Dopo tanta esitazione, una manciata di paesi europei ha avuto l’ardire di utilizzare per la prima volta il meccanismo Instex – concepito oltre un anno fa da Germania, Francia e Regno unito – per aiutare l’Ue a salvare l’accordo nucleare con Teheran, quello che il presidente statunitense Donald Trump aveva mandato a monte ritirandosi unilateralmente nel 2018. Se gli europei hanno osato tanto, è perché sono consapevoli che in questo momento la Casa bianca ha ben altre gatte da pelare.

Due giorni fa, il 31 marzo, è stata effettuata la prima operazione per consegnare materiale sanitario all’Iran: pur escluso dalle sanzioni americane, in questi anni le case farmaceutiche sono state sollecitate affinché non concludessero affari con Teheran. Nella Repubblica islamica mancano i farmaci per combattere il cancro, ma non solo. In questo caso non si tratterà di una vera e propria vendita ma di un baratto.

A novembre ad aderire a Instex erano stati Finlandia, Belgio, Danimarca, Olanda, Norvegia e Svezia. L’Italia, seppur da sempre vicina all’Iran culturalmente e nel business, non ha ancora aderito per le «troppe sfide tecniche» e soprattutto per non irritare l’amministrazione Trump.

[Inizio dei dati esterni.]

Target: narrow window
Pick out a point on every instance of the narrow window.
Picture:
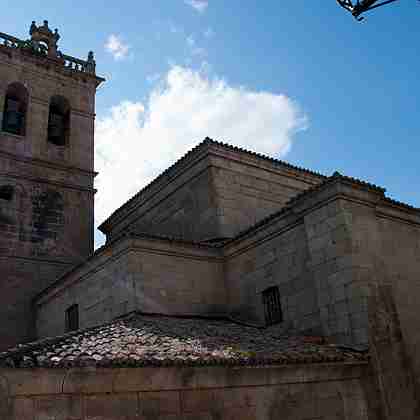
(272, 306)
(15, 106)
(59, 121)
(6, 192)
(72, 318)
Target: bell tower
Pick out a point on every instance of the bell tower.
(47, 111)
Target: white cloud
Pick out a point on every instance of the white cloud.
(117, 47)
(209, 33)
(194, 48)
(136, 141)
(199, 5)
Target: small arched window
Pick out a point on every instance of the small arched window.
(59, 121)
(272, 306)
(15, 107)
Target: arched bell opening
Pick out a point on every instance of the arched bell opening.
(59, 121)
(15, 108)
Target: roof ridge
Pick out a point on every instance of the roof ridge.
(146, 337)
(146, 235)
(292, 201)
(200, 146)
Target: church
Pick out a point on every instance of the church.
(233, 286)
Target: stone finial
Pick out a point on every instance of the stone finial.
(90, 63)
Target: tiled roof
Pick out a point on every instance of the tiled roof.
(157, 340)
(197, 149)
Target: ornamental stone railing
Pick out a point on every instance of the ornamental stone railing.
(43, 44)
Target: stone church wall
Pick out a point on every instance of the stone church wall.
(248, 190)
(221, 191)
(322, 392)
(136, 274)
(21, 279)
(386, 247)
(277, 256)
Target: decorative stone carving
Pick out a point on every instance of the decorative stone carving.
(44, 36)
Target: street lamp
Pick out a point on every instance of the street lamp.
(357, 7)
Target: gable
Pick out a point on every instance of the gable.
(213, 192)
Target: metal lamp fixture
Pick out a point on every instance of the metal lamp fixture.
(358, 7)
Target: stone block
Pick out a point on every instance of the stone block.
(89, 380)
(235, 397)
(58, 408)
(26, 382)
(360, 336)
(122, 406)
(197, 400)
(160, 403)
(22, 409)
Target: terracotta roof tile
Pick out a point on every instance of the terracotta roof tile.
(158, 340)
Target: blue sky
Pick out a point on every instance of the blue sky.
(347, 94)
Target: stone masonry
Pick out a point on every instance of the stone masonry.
(46, 223)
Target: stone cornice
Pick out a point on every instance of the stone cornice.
(46, 163)
(202, 150)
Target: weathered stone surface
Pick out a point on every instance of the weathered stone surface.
(46, 222)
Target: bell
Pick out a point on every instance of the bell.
(56, 129)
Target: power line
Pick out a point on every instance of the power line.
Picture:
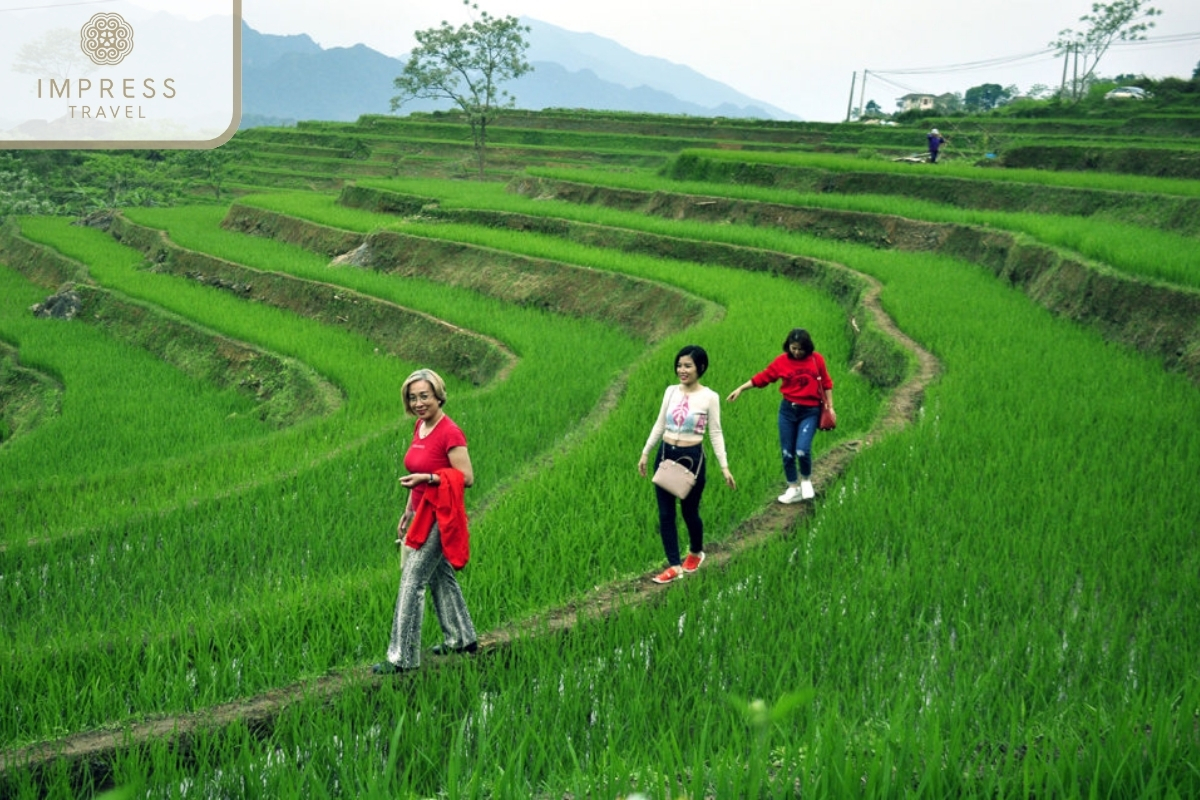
(1045, 54)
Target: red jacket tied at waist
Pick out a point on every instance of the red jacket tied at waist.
(443, 504)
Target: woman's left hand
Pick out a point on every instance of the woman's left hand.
(413, 479)
(729, 477)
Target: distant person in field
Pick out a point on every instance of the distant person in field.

Gli altri paesi europei auspicano che questa prima vendita di medicinali, del valore di 500mila euro, possa spianare la strada a ulteriori aiuti alla Repubblica islamica, uno dei paesi maggiormente colpiti dal Covid-19: il bilancio di ieri pomeriggio era di oltre 3mila morti, 47.593 casi positivi e 15.473 guariti. Le restrizioni agli spostamenti non sono severe come in Italia: dal 25 marzo all’8 aprile (almeno) gli iraniani non potranno spostarsi da una città all’altra.

Consapevoli dei rischi per la salute, molti restano a casa e così su Twitter fa notizia un signore con i capelli bianchi che esce per sgranchirsi le gambe e, in un parco deserto, rischia di essere rapinato. Sul numero delle vittime la Repubblica islamica fornisce molto probabilmente dati sottostimati.

Dalla sua casa nel quartiere Tajrish nella Teheran nord (benestante) l’ultrasettantenne Faezeh, vedova con una figlia in Canada, si collega su Skype con la nipote, medico in California: i sintomi sono quelli del Covid-19, l’anziana ha chiamato il medico che le ha consigliato di stare a casa e chiamare l’ambulanza solo se la situazione peggiora.

Di fare il tampone non se ne parla. Se sei un comune mortale non ti spetta, è prerogativa dei politici. E se muori tra le mura domestiche non rientri nelle statistiche, come in Italia.

Ora, se la leadership iraniana sottostima le vittime della pandemia, il presidente Hassan Rohani accusa gli Stati uniti di trascurare un’opportunità storica, quella di togliere le sanzioni all’Iran. Per il capo dell’esecutivo di Teheran, Washington avrebbe perso la possibilità di «prendere una direzione contraria a quella in essere, pessima, e per una volta di dire di non essere contro il popolo iraniano». Gli Stati uniti, secondo Rohani, «non avrebbero imparato la lezione nemmeno in questa difficile situazione a livello mondiale».

Da Teheran, il presidente iraniano lancia invettive consapevole che la Repubblica islamica rischia di sprofondare nel baratro anche perché il prezzo del greggio è crollato e con l’oro nero si è svuotato il portafogli del governo.

Rohani ha chiesto cinque miliardi di dollari in prestiti all’Fmi, Trump si è messo di traverso ma ora gli europei potrebbero avere l’ardire di approfittare della distrazione del presidente, che si barcamena con l’emergenza negli Usa, per dare finalmente una mano all’Iran.